This is Bitsy. Bitsy is hiding under my sister’s car because I just gave her a bath because she was greasy because she hides under the cars. It’s predictable, but short of penning her up in the house where she would be miserable and run from door to door begging to be let out, there isn’t much I can do about it. She comes out to see me briefly, still not smiling, still nervous, and then retreats under my car. I let her go. She watches me distrustfully.

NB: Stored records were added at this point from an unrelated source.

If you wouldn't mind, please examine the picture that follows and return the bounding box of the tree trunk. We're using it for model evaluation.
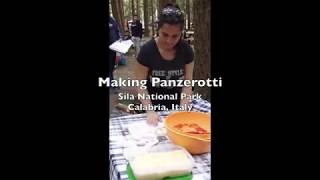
[193,0,211,100]
[185,0,191,29]
[150,0,154,37]
[159,0,176,10]
[131,0,135,20]
[143,0,150,37]
[136,0,141,19]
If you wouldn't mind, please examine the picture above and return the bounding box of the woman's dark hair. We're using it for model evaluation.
[158,3,184,30]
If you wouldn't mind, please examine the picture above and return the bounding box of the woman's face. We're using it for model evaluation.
[158,24,182,50]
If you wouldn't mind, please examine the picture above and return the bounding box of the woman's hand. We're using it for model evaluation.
[147,111,160,126]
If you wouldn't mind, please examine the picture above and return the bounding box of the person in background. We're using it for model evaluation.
[108,16,121,83]
[135,3,194,125]
[131,15,143,57]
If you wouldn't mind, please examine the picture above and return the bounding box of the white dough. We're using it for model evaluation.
[130,150,192,180]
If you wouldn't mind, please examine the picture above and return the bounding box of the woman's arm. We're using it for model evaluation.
[135,63,160,125]
[180,61,194,106]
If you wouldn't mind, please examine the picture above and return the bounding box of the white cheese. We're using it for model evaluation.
[130,150,192,180]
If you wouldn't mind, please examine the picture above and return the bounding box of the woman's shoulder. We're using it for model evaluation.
[179,40,192,49]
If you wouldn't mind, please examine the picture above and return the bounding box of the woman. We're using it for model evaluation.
[136,4,194,125]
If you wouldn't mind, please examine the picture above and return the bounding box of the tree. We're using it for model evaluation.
[158,0,176,17]
[143,0,150,37]
[186,0,191,29]
[193,0,211,100]
[131,0,135,19]
[136,0,141,19]
[150,0,155,37]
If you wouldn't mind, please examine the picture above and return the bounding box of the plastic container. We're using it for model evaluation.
[125,143,194,180]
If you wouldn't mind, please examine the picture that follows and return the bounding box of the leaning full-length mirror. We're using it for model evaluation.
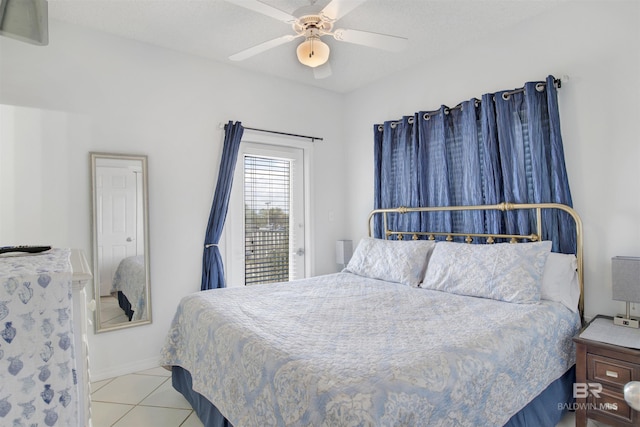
[90,153,151,332]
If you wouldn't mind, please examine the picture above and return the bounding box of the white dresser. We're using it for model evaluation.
[71,249,92,427]
[0,248,91,427]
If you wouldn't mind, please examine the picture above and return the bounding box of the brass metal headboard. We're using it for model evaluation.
[368,203,584,320]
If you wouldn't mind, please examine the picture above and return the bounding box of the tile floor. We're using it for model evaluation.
[91,368,203,427]
[91,368,605,427]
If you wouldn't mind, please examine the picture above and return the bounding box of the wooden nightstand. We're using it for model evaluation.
[573,315,640,427]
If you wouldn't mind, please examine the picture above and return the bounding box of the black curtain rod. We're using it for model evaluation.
[224,125,324,142]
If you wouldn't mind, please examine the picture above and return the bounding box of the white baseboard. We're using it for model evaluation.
[89,357,164,382]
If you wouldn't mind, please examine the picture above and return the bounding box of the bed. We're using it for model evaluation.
[111,255,147,321]
[161,204,583,426]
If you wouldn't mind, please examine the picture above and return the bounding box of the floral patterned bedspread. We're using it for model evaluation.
[0,249,78,427]
[161,273,580,426]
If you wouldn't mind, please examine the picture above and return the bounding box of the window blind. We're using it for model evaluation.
[244,156,291,285]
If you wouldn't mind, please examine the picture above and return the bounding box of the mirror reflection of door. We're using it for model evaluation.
[96,164,144,298]
[91,153,151,332]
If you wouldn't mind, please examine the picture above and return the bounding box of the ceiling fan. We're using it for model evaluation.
[226,0,407,79]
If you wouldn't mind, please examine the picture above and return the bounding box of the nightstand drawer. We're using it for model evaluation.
[587,354,634,393]
[588,389,634,423]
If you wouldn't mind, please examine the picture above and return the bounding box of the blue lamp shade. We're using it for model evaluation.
[611,256,640,302]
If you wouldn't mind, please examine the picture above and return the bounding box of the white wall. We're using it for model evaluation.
[0,21,346,380]
[344,1,640,317]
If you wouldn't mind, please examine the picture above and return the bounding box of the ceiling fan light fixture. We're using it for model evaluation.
[296,36,330,68]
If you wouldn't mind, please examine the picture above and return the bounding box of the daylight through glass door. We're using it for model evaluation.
[244,156,292,285]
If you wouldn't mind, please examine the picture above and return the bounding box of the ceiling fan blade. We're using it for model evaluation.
[320,0,367,21]
[333,29,408,52]
[313,62,331,80]
[225,0,297,24]
[229,34,301,61]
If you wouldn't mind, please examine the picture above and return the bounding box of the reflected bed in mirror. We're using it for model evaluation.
[90,153,151,333]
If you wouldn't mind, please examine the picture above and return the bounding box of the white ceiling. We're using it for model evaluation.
[49,0,562,92]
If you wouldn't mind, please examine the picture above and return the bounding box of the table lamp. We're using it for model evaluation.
[336,240,353,268]
[611,256,640,328]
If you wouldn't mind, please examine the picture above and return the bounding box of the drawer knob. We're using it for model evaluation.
[605,371,618,378]
[624,381,640,411]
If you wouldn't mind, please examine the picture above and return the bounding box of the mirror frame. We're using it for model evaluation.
[89,152,151,334]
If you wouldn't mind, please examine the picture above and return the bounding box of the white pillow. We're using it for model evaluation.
[421,241,551,303]
[344,237,435,286]
[540,252,580,313]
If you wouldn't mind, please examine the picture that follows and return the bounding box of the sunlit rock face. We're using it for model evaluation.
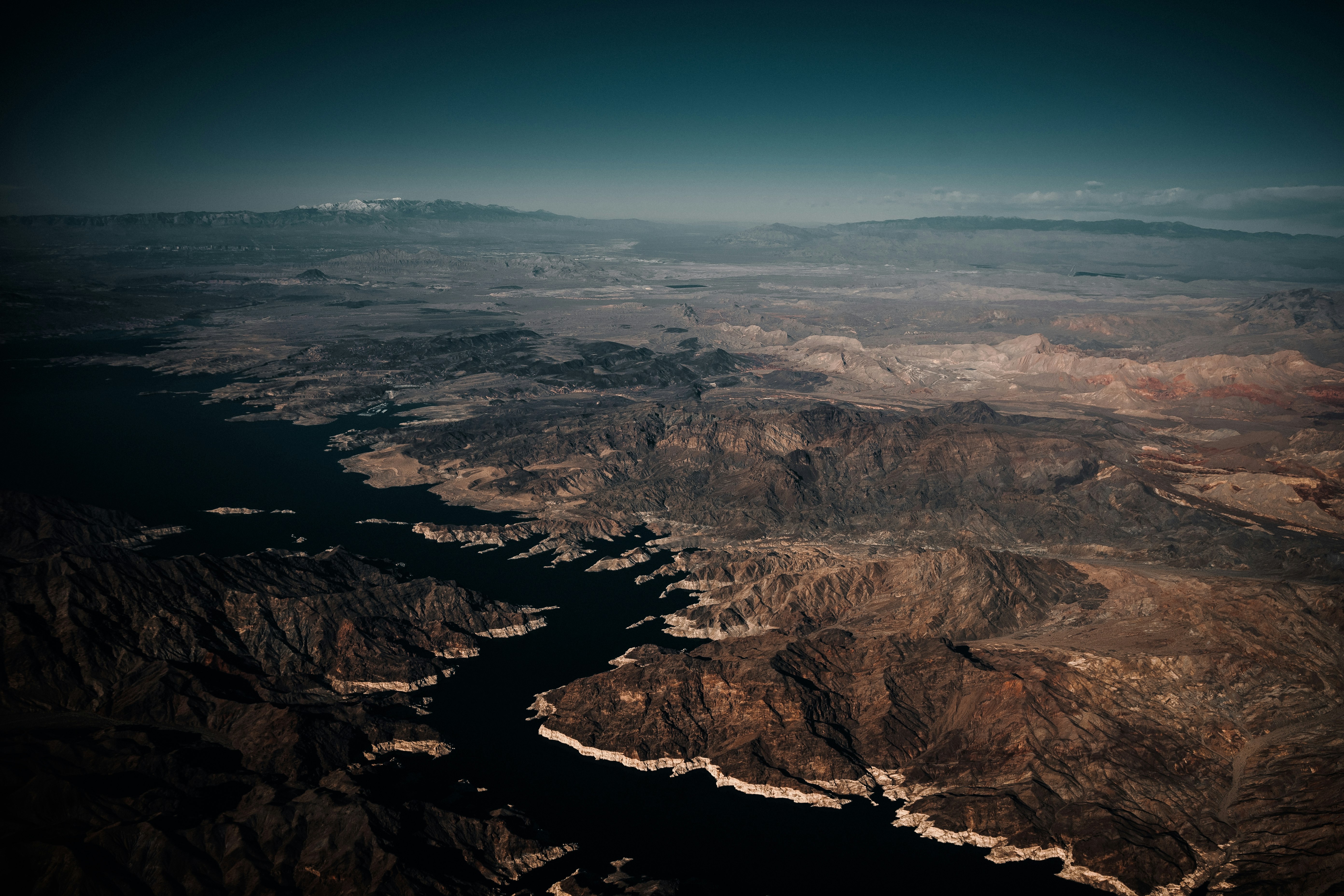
[536,548,1344,893]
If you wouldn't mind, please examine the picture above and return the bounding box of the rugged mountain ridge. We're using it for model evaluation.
[343,398,1341,575]
[535,548,1344,896]
[0,493,571,895]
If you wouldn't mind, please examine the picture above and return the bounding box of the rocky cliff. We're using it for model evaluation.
[535,548,1344,896]
[344,398,1340,575]
[0,493,571,895]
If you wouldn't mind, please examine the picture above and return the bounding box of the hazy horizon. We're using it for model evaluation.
[0,4,1344,235]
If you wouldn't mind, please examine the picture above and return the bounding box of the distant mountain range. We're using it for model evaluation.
[719,215,1344,249]
[0,197,1344,249]
[0,197,578,227]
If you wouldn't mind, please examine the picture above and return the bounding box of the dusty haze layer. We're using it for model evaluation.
[4,207,1344,896]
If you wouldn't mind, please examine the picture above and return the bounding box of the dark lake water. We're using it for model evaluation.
[0,340,1097,896]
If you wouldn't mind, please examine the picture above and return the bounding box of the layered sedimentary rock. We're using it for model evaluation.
[0,493,568,893]
[535,548,1344,895]
[344,399,1344,574]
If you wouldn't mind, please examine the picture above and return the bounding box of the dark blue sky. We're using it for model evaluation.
[0,3,1344,234]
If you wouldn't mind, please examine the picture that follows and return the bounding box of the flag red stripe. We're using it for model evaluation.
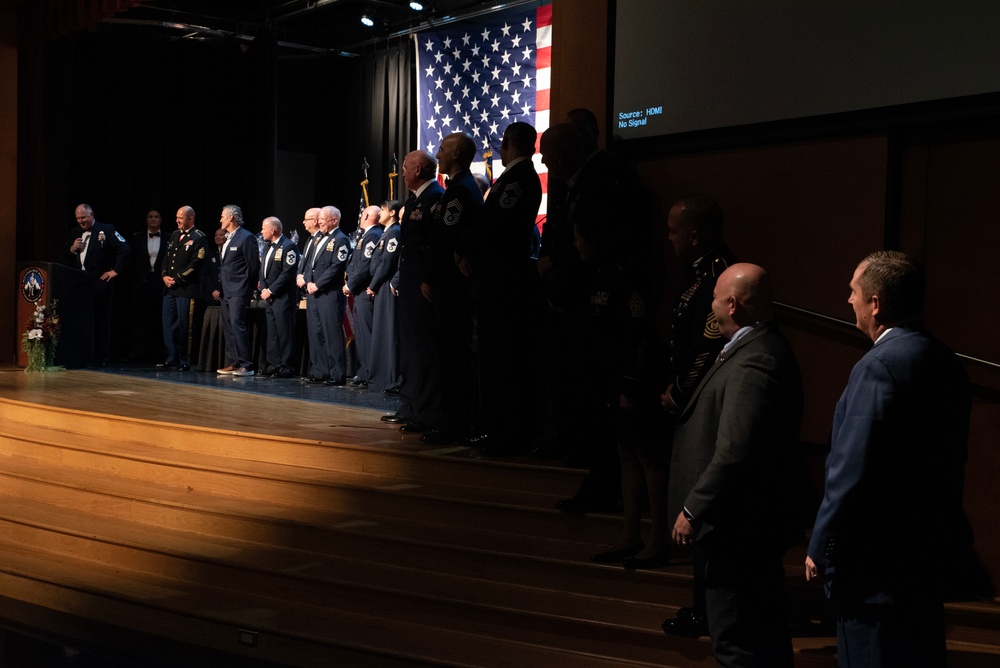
[535,46,552,70]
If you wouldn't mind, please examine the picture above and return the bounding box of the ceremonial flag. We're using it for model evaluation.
[413,4,552,227]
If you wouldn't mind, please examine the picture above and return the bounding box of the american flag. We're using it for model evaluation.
[414,4,552,219]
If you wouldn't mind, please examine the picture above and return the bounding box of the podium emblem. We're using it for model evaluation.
[21,267,45,304]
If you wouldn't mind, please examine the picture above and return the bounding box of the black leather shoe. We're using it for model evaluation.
[622,553,670,571]
[660,608,708,638]
[420,429,462,445]
[379,415,407,424]
[590,543,645,564]
[399,422,430,434]
[556,496,618,515]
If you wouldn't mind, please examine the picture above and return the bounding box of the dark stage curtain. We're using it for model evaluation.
[362,39,417,205]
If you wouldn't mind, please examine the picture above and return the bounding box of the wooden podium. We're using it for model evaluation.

Bitsy hates baths. She goes stiff as a board and will not lick my nose, which is usually one of her primary joys in life. She endures baths silently and reproachfully and watches every minute for a chance to run like a prisoner escaping from Rikers Island—swiftly and without looking back. Bitsy hates being groomed. All I have to do is walk outside with a brush and a scissors, and she skulks away in the opposite direction. Only lengthy pleading and cajoling can make her come crouching back, head down, eyes averted. Pomeranians can fail to smile as surely as they can smile—ask any owner of a Pomeranian.
I love my dog, though, and I do not give her a bath just to torture her, any more than she hides under the cars just to torture me. I want her to be clean, even if she wants to be dirty. I brush her out so that we will enjoy stroking her fur, which will make all of us happy. Bitsy included. I can’t, however, reason with Bitsy, any more than Bitsy can reason with me.
I know she will forgive me soon, and I know that right now she loves me even though she is having a hard time liking me. I know I love her even though I wish she wouldn’t hide under the cars and get all greasy. Bitsy and I have weathered many baths and puppies and vet visits. Bitsy and I have been through thick and thin, and I know she will forgive me soon. She loves me even though she doesn’t understand. I love her even though I don’t understand why she hates being clean so much.
I sat beside Bitsy while she gave birth to little rat-like babies. Bitsy cried the night that her puppy died, and I did my best to comfort her. I held her fearfully while she seized the night she got preeclampsia. Bitsy would come running to see me when she was just a baby herself, when I came walking across the field, home from milking cows, and we would tussle in the lawn for a long time. We would garden together and go for walks together and play with old socks together. Bitsy disappeared several times, and I walked all over the property calling for her until finally she would reappear, wagging her tail a little guiltily. She was my friend when I was lonely, and I was her friend when she begged for people food. I gave her a peach stone after I was done eating a peach. She swallowed the whole thing in one gulp and looked a little surprised. She also ate my pet kittens, so we are even.
I know that right now Bitsy doesn’t quite like me, but she still loves me just like I still love her. I know she will forgive me soon. Our relationship goes way back. She will forgive me for giving her baths, and I will forgive her for being a greasy mess because she hides under my car. Because neither of us is perfect, and forgiving is what friends do.